The word "Atomic" comes from "atom" which comes from greek "atomos", which means "that which can't be split". For an operation it means that it is always performed as a whole, it is never performed one suboperation at a time. That's why it is thread safe.
TL;DR Atomic = thread safe.
Big warning: Having properties atomic does not mean that a whole function/class is thread safe. Atomic properties means only that operations with the given properties are thread safe.
Obviously, nonatomic certainly isn’t thread safe. More interestingly, atomic is closer, but it is insufficient to achieve “thread safety”, as well. To quote Apple’s Programming with Objective-C: Encapsulating Data:
Note: Property atomicity is not synonymous with an object’s thread safety.
It goes on to provide an example:
Consider an XYZPerson object in which both a person’s first and last names are changed using atomic accessors from one thread. If another thread accesses both names at the same time, the atomic getter methods will return complete strings (without crashing), but there’s no guarantee that those values will be the right names relative to each other. If the first name is accessed before the change, but the last name is accessed after the change, you’ll end up with an inconsistent, mismatched pair of names.
This example is quite simple, but the problem of thread safety becomes much more complex when considered across a network of related objects. Thread safety is covered in more detail in Concurrency Programming Guide.

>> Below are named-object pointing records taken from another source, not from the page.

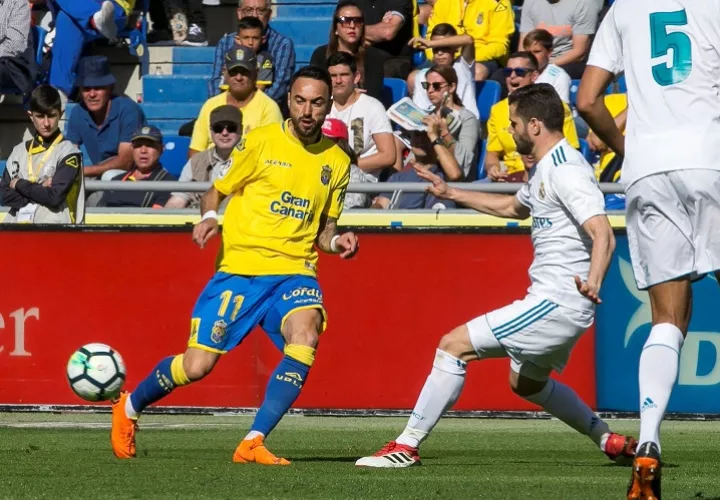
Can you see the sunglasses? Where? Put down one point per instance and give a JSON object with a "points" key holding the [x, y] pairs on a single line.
{"points": [[346, 20], [436, 86], [518, 71], [218, 128]]}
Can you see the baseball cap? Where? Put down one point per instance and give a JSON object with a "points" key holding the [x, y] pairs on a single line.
{"points": [[227, 114], [240, 56], [148, 132], [335, 129]]}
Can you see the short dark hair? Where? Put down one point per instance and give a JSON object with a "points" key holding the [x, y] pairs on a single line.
{"points": [[541, 36], [45, 98], [313, 72], [443, 29], [344, 59], [247, 23], [529, 56], [540, 101]]}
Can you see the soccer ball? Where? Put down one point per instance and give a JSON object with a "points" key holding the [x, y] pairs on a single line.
{"points": [[96, 372]]}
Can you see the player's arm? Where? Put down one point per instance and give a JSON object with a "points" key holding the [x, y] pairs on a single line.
{"points": [[499, 205], [599, 229]]}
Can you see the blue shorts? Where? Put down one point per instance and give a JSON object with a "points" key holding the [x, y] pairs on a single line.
{"points": [[231, 305]]}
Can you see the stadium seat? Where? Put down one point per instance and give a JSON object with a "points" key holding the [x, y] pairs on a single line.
{"points": [[394, 89], [574, 86], [487, 93], [174, 155]]}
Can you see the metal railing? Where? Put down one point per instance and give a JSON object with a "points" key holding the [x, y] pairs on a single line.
{"points": [[353, 187]]}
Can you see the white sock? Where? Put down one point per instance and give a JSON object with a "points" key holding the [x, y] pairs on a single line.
{"points": [[441, 390], [564, 404], [130, 411], [254, 434], [658, 371]]}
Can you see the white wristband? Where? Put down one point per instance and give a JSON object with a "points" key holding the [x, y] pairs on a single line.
{"points": [[210, 214], [333, 244]]}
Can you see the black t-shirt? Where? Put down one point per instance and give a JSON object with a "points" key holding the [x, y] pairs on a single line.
{"points": [[373, 12], [374, 62]]}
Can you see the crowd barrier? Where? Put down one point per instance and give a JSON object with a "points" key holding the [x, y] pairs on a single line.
{"points": [[134, 288]]}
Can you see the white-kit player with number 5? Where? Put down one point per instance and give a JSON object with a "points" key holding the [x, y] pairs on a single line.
{"points": [[573, 244], [670, 53]]}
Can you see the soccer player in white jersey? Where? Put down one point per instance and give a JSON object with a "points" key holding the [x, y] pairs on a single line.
{"points": [[670, 53], [573, 244]]}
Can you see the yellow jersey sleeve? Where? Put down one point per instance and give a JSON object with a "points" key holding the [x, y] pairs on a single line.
{"points": [[244, 166], [569, 128]]}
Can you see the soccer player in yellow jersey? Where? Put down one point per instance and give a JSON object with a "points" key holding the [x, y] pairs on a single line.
{"points": [[288, 183]]}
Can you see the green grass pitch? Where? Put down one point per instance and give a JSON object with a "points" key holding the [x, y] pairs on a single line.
{"points": [[68, 456]]}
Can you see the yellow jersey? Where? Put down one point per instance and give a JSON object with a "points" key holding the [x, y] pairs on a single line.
{"points": [[500, 139], [280, 188], [491, 23], [260, 111]]}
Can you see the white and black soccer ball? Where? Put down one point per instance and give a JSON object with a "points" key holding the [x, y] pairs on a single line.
{"points": [[96, 372]]}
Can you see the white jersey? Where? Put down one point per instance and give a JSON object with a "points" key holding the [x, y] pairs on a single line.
{"points": [[558, 78], [670, 52], [562, 194], [465, 88]]}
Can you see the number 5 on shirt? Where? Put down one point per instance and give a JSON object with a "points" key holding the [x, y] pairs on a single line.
{"points": [[661, 42]]}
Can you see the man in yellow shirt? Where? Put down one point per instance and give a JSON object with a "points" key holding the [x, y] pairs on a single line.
{"points": [[287, 183], [491, 23], [256, 107], [502, 161]]}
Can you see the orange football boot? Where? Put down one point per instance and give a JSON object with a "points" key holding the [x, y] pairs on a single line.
{"points": [[253, 450], [122, 436]]}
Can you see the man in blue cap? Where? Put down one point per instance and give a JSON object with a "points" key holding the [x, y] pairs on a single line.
{"points": [[103, 122], [78, 22], [147, 146]]}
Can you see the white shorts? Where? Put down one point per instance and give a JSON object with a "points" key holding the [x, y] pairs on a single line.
{"points": [[671, 220], [535, 333]]}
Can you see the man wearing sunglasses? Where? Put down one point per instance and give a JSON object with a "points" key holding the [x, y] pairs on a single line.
{"points": [[258, 109], [502, 162], [225, 126]]}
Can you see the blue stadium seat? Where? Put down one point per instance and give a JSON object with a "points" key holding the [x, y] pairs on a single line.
{"points": [[574, 86], [394, 89], [174, 156], [487, 93]]}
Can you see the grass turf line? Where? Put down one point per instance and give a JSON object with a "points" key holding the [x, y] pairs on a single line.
{"points": [[189, 457]]}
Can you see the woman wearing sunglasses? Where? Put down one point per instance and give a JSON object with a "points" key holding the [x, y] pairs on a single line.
{"points": [[459, 129], [347, 34]]}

Also see bbum’s Objective-C: Atomic, properties, threading and/or custom setter/getter.
The reason this is so confusing is that, in fact, the atomic keyword does ensure that your access to that immediate reference is thread safe. Unfortunately, when dealing with objects, that’s rarely sufficient. First, you have no assurances that the property’s own internal properties are thread safe. Second, it doesn’t synchronize your app’s access to the object’s individual properties (such as Apple’s example above). So, atomic is almost always insufficient to achieve thread safety, so you generally have to employ some higher-level degree of synchronization. And if you provide that higher-level synchronization, adding atomicity to that mix is redundant and inefficient.
So, with objects, atomic rarely has any utility. It can be useful, though, when dealing primitive C data types (e.g. integers, booleans, floats). For example, you might have some boolean that might be updated in some other thread indicating whether that thread’s asynchronous task is completed. This is a perfect use case for atomic.
Otherwise, we generally reach for higher-level synchronization mechanisms for thread safety, such as GCD serial queues or reader-writer pattern (... or, less common nowadays, locks, the #synchronized directive, etc.).
As you can read at developer.apple you should use atomic functions for thread savety.
You can read more about atomic functions here: Atomic Man page
In short:
Atomic ~ not splittable ~ not shared by threads
As is mentioned in several answers to the posted question, atomic is thread safe. This means that getter/setter working on any thread should finish first, before any other thread can perform getter/setter.